A dirlo l’arcivescovo di Gorizia, Carlo Roberto Redaelli. «Qualcuno di voi lo avrà senz’altro notato. È stato facile - si legge nell’augurio del vescovo alla comunità diocesana -. Un bellissimo presepe africano con poche statuine di ebano: Maria, Giuseppe, il Bambino, due pastori e una pecora. I magi ci sono, ma li ho per ora nascosti dietro un volume della libreria (voglio ricordare il nome dell’artista: Nsunda Timothee di Kinshasa – Zaire). Il Natale che stiamo vivendo è del tutto inedito, caratterizzato da un clima di apprensione, di preoccupazione, di destabilizzazione, con tanti malati e tanti decessi in Italia e nel mondo. Non è però venuta meno la voglia di salvare un minimo di poesia, di affetti familiari, di calda intimità. In realtà è inedito il contesto, ma non il Natale. Natale è sempre lo stesso: è la celebrazione della nascita di Gesù, del Verbo che si è fatto carne in mezzo a noi. E resta in mezzo a noi. Una Presenza».
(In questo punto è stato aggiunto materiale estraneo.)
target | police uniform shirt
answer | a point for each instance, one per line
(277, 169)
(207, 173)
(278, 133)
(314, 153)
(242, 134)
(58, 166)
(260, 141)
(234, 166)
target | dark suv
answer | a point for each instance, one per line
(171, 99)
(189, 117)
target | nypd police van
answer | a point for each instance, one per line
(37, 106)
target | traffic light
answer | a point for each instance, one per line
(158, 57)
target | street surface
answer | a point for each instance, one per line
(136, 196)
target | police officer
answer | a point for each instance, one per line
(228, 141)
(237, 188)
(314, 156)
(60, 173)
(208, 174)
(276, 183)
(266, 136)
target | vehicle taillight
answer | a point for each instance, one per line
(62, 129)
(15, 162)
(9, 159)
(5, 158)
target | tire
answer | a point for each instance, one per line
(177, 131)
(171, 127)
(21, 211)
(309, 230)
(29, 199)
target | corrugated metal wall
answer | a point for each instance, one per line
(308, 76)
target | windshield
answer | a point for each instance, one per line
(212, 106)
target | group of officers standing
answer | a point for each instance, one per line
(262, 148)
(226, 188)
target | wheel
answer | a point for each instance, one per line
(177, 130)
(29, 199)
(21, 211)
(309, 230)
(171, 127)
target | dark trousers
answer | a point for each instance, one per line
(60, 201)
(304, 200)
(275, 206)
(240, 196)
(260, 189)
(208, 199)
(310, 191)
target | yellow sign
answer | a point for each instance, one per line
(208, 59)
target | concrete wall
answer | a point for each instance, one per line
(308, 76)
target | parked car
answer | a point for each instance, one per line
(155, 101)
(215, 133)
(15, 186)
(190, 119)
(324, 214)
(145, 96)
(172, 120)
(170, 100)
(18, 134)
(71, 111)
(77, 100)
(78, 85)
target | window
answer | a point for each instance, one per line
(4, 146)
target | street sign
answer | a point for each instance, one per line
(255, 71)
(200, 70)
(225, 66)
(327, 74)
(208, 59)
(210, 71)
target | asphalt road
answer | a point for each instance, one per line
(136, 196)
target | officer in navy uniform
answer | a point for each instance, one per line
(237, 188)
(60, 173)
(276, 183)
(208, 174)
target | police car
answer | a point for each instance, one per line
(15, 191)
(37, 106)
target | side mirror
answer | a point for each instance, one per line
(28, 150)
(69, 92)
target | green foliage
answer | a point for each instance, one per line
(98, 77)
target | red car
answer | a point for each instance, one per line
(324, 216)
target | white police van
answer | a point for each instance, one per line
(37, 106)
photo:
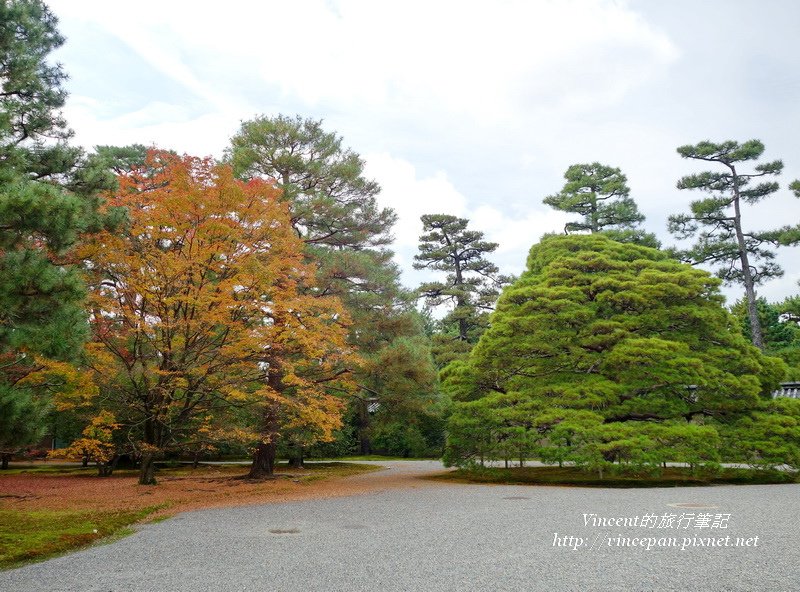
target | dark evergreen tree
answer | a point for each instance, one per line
(739, 256)
(600, 194)
(607, 355)
(48, 198)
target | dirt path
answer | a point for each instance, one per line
(209, 487)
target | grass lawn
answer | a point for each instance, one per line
(46, 509)
(670, 477)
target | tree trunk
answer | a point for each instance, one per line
(263, 466)
(106, 469)
(264, 456)
(147, 470)
(296, 457)
(364, 445)
(749, 284)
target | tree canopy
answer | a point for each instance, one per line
(197, 306)
(739, 256)
(605, 352)
(47, 201)
(600, 194)
(470, 286)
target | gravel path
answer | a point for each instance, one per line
(412, 534)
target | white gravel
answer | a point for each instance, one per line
(437, 537)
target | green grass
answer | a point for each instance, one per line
(670, 477)
(324, 470)
(33, 536)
Un concetto espresso e ripreso anche durante la sera della vigilia quando l’arcivescovo Carlo ha presieduto la messa della Notte di Natale in cattedrale. «In questo Natale - le sue parole - dobbiamo pregare perché tutto finisca presto e tanta sofferenza e tanto dolore in ogni parte del mondo abbiano una fine. Ed è giusto pregare perché si possa a breve vedere la luce alla fine del tunnel. Ma la preghiera più importante da fare oggi è di accorgerci che il Signore c’è e si è messo accanto a noi in questo percorso buio per guidarci e per insegnarci a usare quei doni di cui Lui ci ha fornito e che noi, nella nostra pigrizia o anche solo distrazione, spesso non siamo neppure consapevoli di avere. Un dono, in particolare lo abbiamo tutti, ed è in fondo al cuore. Più che un dono è una riserva, che va utilizzata quando le cose si fanno difficili. E’ una riserva però che più la si usa, più si incrementa. Ed è la riserva d’amore. Oggi più che in altri tempi siamo chiamati ad amare. Se ami non esaurisci l’amore, ma lo moltiplichi anche dentro di te. L’amore è ciò che permette di andare avanti anche quando tutto è buio. Anche l’amore che vedi negli altri».
Redaelli ha voluto lanciare anche un messaggio di fiducia e di speranza. «Tutti noi, nonostante il buio, possiamo percepire l’amore dentro e attorno a noi. Lo possiamo ricevere, ma lo possiamo anche donare all’interno delle nostre case, nei luoghi del lavoro, nelle occasioni di socialità anche solo virtuali. E forse proprio il buio di questi tempi ci può portare a potenziare al massimo l’amore, a trovare in noi e attorno a noi la luce».